On the contrary, there IS a detailed, well-thought-out defense of the OpenCog design, but it's sufficiently complicated that the casual observer may not be able to appreciate it. Wait for the book "Building Better Minds" (http://opencog.org/wiki/Building_Better_Minds).. to be available later this year... for a detailed treatment of the theoretical foundations of OpenCog. Or for a few clues see http://goertzel.org/dynapsyc/2009/general_ai.htm and the references therein. For a crisp write-up of many of the ideas, and a comparison to other AGI approaches, see the proposal http://www.goertzel.org/CogBot_public.pdf . -- Ben Goertzel, leader of OpenCog ...
Looking forward to it, Ben. And while I respectfully disagree on principles, I greatly appreciate the work you do to advance thought and discussion on these issues.
A bunch of classifiers is not an artificial general intelligence. A human-level mind (or beyond) requires a systematic cognitive architecture, it's not going to emerge out of a heterogenous, quasi-random soup of mind-components. This is a naive theory of cognitive science, I would argue.

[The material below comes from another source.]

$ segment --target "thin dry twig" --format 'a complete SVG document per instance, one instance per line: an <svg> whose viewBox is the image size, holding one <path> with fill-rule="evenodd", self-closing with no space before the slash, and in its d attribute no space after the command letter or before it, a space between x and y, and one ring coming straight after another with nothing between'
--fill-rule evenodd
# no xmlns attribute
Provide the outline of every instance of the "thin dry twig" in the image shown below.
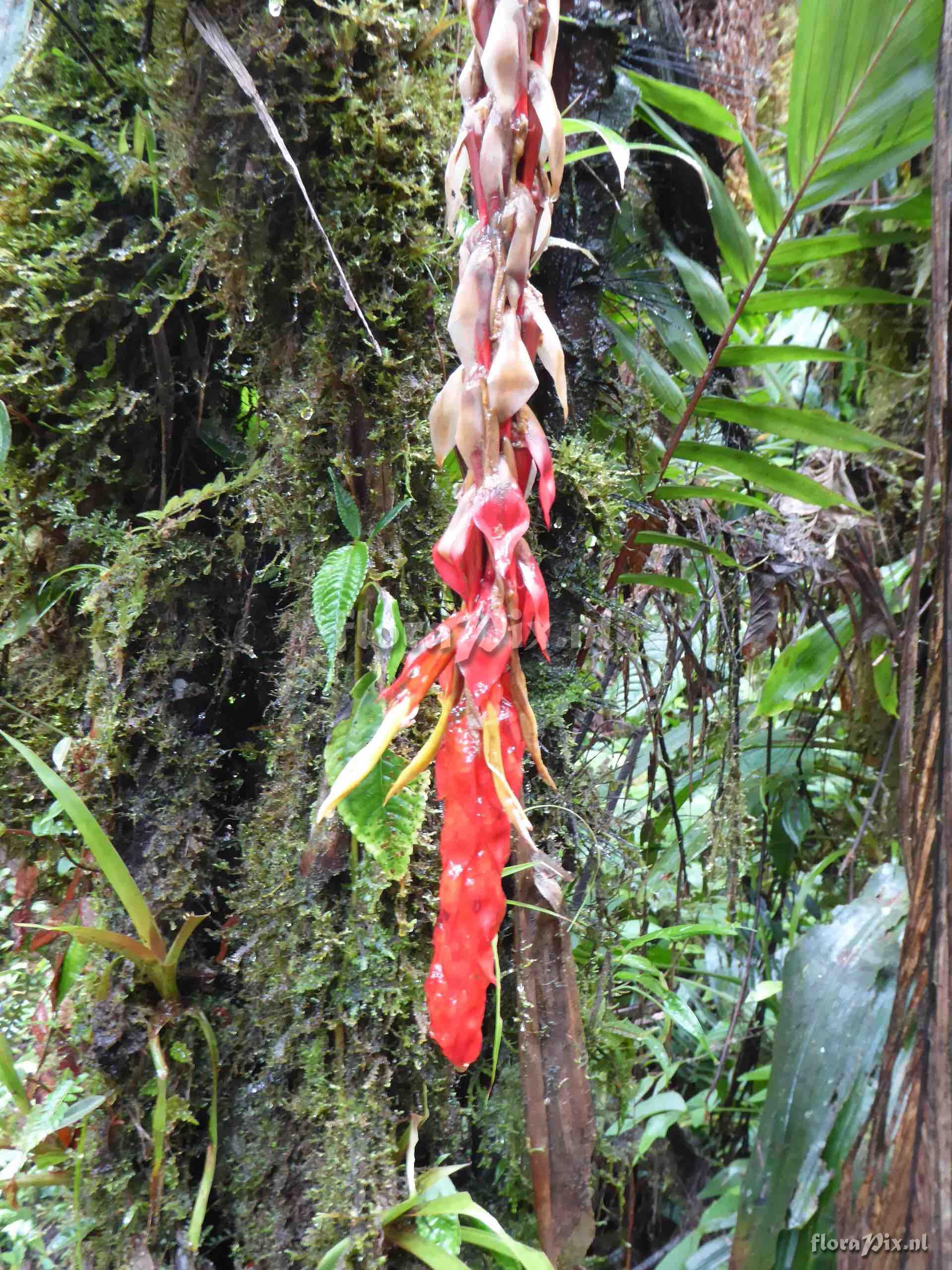
<svg viewBox="0 0 952 1270"><path fill-rule="evenodd" d="M367 331L367 337L371 340L371 344L373 344L374 353L377 354L377 357L382 357L383 352L381 351L381 347L377 343L373 331L367 325L367 319L364 318L363 310L354 298L354 293L350 290L350 283L347 281L347 276L340 264L340 260L338 260L334 248L330 245L330 239L327 237L324 226L320 222L320 217L317 216L317 212L314 210L314 203L311 202L311 197L307 193L307 189L305 188L303 180L301 179L301 173L298 171L298 166L291 157L291 151L284 145L284 138L282 137L281 132L278 132L278 126L270 117L268 107L261 100L261 94L255 88L255 83L251 79L248 67L241 61L235 50L231 47L228 41L225 38L221 27L215 20L215 18L212 18L212 15L208 13L204 5L201 4L189 5L188 17L192 25L195 28L195 30L206 42L206 44L208 44L208 47L218 58L218 61L222 64L222 66L225 66L226 70L231 72L235 83L241 89L241 91L248 98L251 99L251 105L254 105L255 110L258 112L258 118L264 124L264 131L268 133L268 136L272 138L274 145L281 151L282 159L288 165L292 177L297 182L297 188L303 194L305 203L307 203L307 211L311 213L311 220L317 226L317 232L321 236L321 241L324 243L325 250L327 255L331 258L334 268L338 271L338 277L340 278L340 287L341 291L344 292L344 300L347 301L348 309L350 309L352 312L355 312L357 316L360 319L360 321L363 323L363 329Z"/></svg>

For a careful, systematic design for an advanced AI system, see http://opencog.org/wiki/OpenCogPrime, which is associated with the open-source AI project opencog.org
Anyway, I'm probably one of the biggest optimists in the AI research community, but in my view the idea in this post represents "way over the top" optimism based on a naive view of how mind works.
Given a mature version of an AI system built according to an overall AI architecture like OpenCog, then maybe people writing little "mind modules" as you suggest could make sense. But the Internet just is not a "mind operating system."
I wrote about what would need to be done to turn the net into more of a mind-OS in my 2001 book "Creating Internet Intelligence" (Plenum Press). At the high level I don't think this is a bad idea. But again, brains are not just soups of heterogenous processes -- the right high-level cognitive architecture is required.
-- Ben Goertzel
novamente.net
agiri.org
singinst.org
goertzel.org
I'm trying to draw a parallel between how content on the web is being created and how an artificial mind might be created. If you sat down at tried to engineer a giant encyclopedia within one company/community, you would end up with britannica (within one company), and wikipedia (within a community of enthusiasts), However, the web at large is much larger than both of these because of the economic incentives for people to create articles. Many people try and fail (in effect working for free), but the progress is rapid, as in evolution.
In the same way, incentivizing people to produce classifiers would have the similar effect of rapid progress.
If you think of intelligence as being the ability to predict accurately, having a giant web of classifiers that predict accurately could be construed as a form of artificial general intelligence, or a human type artificial intelligence. Having an enough data about the world, because you have created many classifiers that can recognize the semantic events in video and speech, would allow you to make all the same types of recognitions and predictions that a human would make.